1. Give yourself extra time at each location
Working with Parks Canada, and our presenters Zac, and David, we booked a series of interviews throughout the mountain parks. These took us to a number of great locations. Our first trip was jam-packed with different scenery around Banff National Park. With such little time left between different filming locations, we missed a number of opportunities to capture more B-Roll in between shoots.

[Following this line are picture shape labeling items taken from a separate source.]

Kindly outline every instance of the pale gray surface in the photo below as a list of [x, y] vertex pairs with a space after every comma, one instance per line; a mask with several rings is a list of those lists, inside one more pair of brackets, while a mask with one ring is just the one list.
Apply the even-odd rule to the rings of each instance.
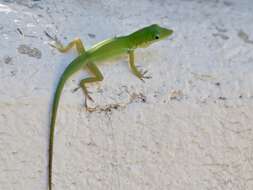
[[[87, 113], [73, 76], [56, 125], [55, 190], [253, 189], [253, 1], [0, 1], [0, 189], [47, 189], [49, 113], [76, 57], [49, 47], [91, 45], [158, 23], [175, 34], [101, 65]], [[23, 36], [17, 31], [22, 31]], [[93, 105], [93, 106], [95, 106]]]

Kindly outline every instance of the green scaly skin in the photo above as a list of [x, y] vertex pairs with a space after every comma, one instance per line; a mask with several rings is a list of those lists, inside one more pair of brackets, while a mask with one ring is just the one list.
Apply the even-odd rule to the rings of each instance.
[[[103, 75], [99, 71], [96, 66], [96, 63], [99, 61], [104, 61], [110, 59], [115, 56], [119, 56], [122, 54], [129, 55], [129, 66], [132, 73], [137, 76], [139, 79], [143, 80], [144, 78], [148, 78], [145, 76], [146, 72], [141, 72], [137, 69], [134, 64], [134, 50], [136, 48], [144, 48], [149, 46], [150, 44], [157, 42], [159, 40], [165, 39], [173, 33], [172, 30], [162, 28], [157, 24], [153, 24], [142, 28], [130, 35], [115, 37], [112, 39], [108, 39], [102, 41], [96, 45], [94, 45], [89, 50], [85, 51], [83, 44], [80, 39], [76, 39], [70, 42], [66, 47], [63, 47], [62, 44], [54, 38], [55, 44], [52, 45], [60, 52], [67, 52], [73, 46], [76, 47], [79, 56], [74, 59], [68, 67], [65, 69], [63, 74], [61, 75], [60, 81], [57, 85], [56, 92], [54, 95], [53, 105], [52, 105], [52, 113], [51, 113], [51, 124], [50, 124], [50, 139], [49, 139], [49, 168], [48, 168], [48, 189], [52, 190], [52, 163], [53, 163], [53, 143], [54, 143], [54, 130], [55, 130], [55, 122], [57, 109], [61, 97], [61, 93], [65, 82], [74, 74], [75, 72], [81, 69], [89, 69], [91, 73], [94, 75], [93, 77], [88, 77], [86, 79], [81, 80], [80, 87], [82, 88], [85, 94], [85, 107], [89, 110], [87, 106], [87, 98], [92, 100], [89, 96], [87, 88], [85, 86], [86, 83], [97, 82], [103, 80]], [[49, 36], [50, 37], [50, 36]], [[51, 37], [52, 38], [52, 37]]]

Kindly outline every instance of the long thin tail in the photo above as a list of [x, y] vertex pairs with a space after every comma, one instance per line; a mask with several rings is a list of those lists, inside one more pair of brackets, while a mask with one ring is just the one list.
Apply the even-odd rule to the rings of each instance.
[[53, 164], [53, 144], [54, 144], [54, 129], [55, 129], [55, 120], [57, 115], [57, 109], [61, 97], [61, 92], [64, 87], [64, 84], [67, 80], [66, 75], [62, 75], [54, 95], [52, 113], [51, 113], [51, 124], [50, 124], [50, 136], [49, 136], [49, 156], [48, 156], [48, 189], [52, 190], [52, 164]]

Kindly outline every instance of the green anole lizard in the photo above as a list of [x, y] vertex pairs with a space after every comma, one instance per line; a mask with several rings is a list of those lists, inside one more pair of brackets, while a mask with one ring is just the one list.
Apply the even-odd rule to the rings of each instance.
[[134, 63], [134, 50], [136, 48], [144, 48], [150, 44], [157, 42], [159, 40], [165, 39], [173, 33], [173, 30], [162, 28], [157, 24], [153, 24], [137, 30], [136, 32], [121, 37], [115, 37], [111, 39], [104, 40], [89, 50], [85, 50], [82, 41], [78, 38], [70, 42], [67, 46], [63, 46], [57, 38], [53, 38], [54, 44], [50, 44], [60, 52], [64, 53], [75, 47], [79, 56], [75, 58], [64, 70], [58, 82], [54, 100], [51, 111], [51, 124], [50, 124], [50, 137], [49, 137], [49, 165], [48, 165], [48, 188], [52, 190], [52, 164], [53, 164], [53, 142], [54, 142], [54, 129], [55, 121], [57, 115], [58, 104], [60, 101], [60, 96], [64, 87], [65, 82], [81, 69], [88, 69], [94, 76], [87, 77], [80, 81], [79, 86], [82, 88], [85, 95], [85, 107], [89, 110], [87, 106], [87, 99], [92, 100], [89, 92], [86, 88], [87, 83], [98, 82], [103, 80], [103, 75], [96, 66], [98, 61], [104, 61], [109, 58], [128, 54], [129, 56], [129, 66], [132, 73], [139, 79], [143, 80], [148, 78], [145, 74], [146, 72], [139, 71]]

2. Keep your schedule efficient
As we had learned from the frantic schedule of our first trip, we provided more time between locations to capture additional footage on our next trip out to the mountains. On the first day, we filmed 6 of the 11 planned techtips. We were careful to concentrate on the locations around our base in Canmore for the first day of shooting, to give ourselves time to go deeper into the mountains on day 2.
3. Stay flexible
Our original plan was to film all of the TechTips on climbing safety at Rundle Rock in Banff. Half the TechTips discussed glacier safety, which we planned to cover using B-Roll. The client suggested driving north to the Columbia Icefield, about 200km north of Canmore, to film on the glacier. Because of our efficiency on day 1, we were able to accommodate this. Getting out on a glacier improved the TechTips immensely, and allowed us to capture footage that was useful for the rest of the course. It also brought us to several useful locations along the way, including Bow Lake, and a meadow near the highway.
4. Keep your eyes open
For the final day of this shoot, we travelled down to Waterton National Park in Southern Alberta to talk about cross border cooperation in Waterton-Glacier International Peace Park. On the way, we spotted a number of opportunities for B-Roll from wind turbines, scenic shots of the foothills and even a passing train. We also realized that the townsite of Frank, AB was only 20 km out of our way which allowed us to film one segment of the course that referenced deals with the massive rockslide that occurred in Frank in 1903. The scars of the slide are still surprisingly visible which provided us with some amazing B-Roll!
Filming a project the size of Mountains 101 wasn’t an easy task. By giving ourselves the time and flexibility to film when opportunity knocked, we were able to capture more B-Roll than for any previous Onlea produced course, and make Mountains 101 a huge success.